Comment Re:What was wrong with OpenRC? (Score 1) 826
Containers have nothing to do with an inability to multitask. They're about, well, containing changes. That is, if I update glibc I don't have to worry about testing 47 different services on the host to ensure they all work before walking away. Instead I only have to test one, since that glibc is private to a single service. They do consume more RAM, of course, since less is shared in memory. That is the tradeoff.
As I said, they are just unnecessary bloat. The problem you are trying to solve is self-serving and endless. let's say you need to update glibc, then you add containers, now you need to update your container software so you add container-containers, then next you need to update your container-container software, so you need container-container-containers. No matter how long you keep up, you're still going to end up with the same problem and additional ones. But by now, the system has devolved into a slow mess that no one wants to touch. So you go and buy a new server and hope things are different this time.
The whole point of a robust design is that it makes errors harder to commit, and handles them better. If nobody wrote bad code we wouldn't need process memory isolation either.

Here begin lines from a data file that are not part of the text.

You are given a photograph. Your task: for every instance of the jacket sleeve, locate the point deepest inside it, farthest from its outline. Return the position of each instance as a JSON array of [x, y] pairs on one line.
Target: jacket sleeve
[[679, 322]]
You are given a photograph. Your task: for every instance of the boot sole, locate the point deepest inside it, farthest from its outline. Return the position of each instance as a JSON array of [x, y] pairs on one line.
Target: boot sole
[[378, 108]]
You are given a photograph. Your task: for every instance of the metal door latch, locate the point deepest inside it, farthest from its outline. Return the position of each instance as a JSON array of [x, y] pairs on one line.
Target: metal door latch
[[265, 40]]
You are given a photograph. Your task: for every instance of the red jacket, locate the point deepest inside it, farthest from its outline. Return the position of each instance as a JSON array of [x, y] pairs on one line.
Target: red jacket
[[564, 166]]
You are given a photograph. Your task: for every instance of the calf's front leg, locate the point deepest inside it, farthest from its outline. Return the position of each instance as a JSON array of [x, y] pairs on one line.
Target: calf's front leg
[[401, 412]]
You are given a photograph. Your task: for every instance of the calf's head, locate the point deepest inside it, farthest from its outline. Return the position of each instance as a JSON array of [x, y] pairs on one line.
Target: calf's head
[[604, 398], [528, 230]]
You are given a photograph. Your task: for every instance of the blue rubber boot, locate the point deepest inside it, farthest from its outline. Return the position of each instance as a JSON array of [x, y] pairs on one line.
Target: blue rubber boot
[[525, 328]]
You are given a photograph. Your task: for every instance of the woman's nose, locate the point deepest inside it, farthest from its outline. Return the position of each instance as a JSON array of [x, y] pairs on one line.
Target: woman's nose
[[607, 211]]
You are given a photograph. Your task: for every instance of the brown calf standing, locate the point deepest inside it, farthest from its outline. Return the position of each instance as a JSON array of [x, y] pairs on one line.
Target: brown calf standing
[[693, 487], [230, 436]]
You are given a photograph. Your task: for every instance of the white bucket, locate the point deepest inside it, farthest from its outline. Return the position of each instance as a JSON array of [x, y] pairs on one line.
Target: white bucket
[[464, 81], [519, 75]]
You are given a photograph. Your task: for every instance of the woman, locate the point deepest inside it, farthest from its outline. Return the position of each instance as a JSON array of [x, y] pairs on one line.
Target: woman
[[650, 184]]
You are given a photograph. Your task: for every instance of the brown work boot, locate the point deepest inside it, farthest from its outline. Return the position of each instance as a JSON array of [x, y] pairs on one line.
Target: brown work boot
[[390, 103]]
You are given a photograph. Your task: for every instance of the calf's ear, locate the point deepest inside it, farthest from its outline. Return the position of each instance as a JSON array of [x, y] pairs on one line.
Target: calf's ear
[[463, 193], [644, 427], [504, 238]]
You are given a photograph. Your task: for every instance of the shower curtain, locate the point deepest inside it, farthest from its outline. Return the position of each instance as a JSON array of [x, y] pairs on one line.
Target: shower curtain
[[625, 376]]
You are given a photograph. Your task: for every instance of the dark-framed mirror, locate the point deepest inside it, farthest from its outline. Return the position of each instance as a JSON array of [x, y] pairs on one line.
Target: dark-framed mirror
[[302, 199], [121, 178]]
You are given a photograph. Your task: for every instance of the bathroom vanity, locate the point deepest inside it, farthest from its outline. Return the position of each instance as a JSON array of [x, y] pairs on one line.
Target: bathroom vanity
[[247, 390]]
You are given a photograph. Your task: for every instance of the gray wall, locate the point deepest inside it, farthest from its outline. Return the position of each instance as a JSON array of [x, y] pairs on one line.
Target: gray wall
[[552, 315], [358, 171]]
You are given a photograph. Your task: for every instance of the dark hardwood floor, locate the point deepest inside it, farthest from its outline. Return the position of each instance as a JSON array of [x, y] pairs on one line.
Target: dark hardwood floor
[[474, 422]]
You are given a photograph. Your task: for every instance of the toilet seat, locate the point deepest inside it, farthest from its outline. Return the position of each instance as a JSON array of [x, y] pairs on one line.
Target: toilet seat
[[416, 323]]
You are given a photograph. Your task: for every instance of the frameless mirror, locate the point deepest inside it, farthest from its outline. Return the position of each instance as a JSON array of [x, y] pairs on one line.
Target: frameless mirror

Memory protection is a basic requirement for security in a multi-user environment.
That is the problem - the files are editable. That means that every time you update a package you have to re-merge the stock scripts with all your changes. With a systemd drop-in you can override a configuration setting without editing any file owned by a package.
Assuming there even is such a config setting in systemd, and that it works.
You can run scripts from a systemd unit if you need to, but the point is that 95% of the time you don't have to.
Problem is, for the most part people want to get rid of behaviour in systemd, which doesn't work for them or is otherwise useless. And in many cases it simply isn't possible.
You're basically arguing about the merits of procedural programming over declarative programming
Not really, both would work, but fewer people are good at declarative which means it's bad for system tools. I'm arguing flexible design over monolithic when it comes to something like init.
You never want to reboot for minor system changes, so init needs to be as flexible as possible, to accomodate any kind of change. Systemd, the monolithic binary that links all the way up to GUI layers. You'll need to reboot for just about every software update.
It really is the worst solution anyone could ever come up with for a problem that never existed in the first place.
I'm not sure I could come up with something more stupid.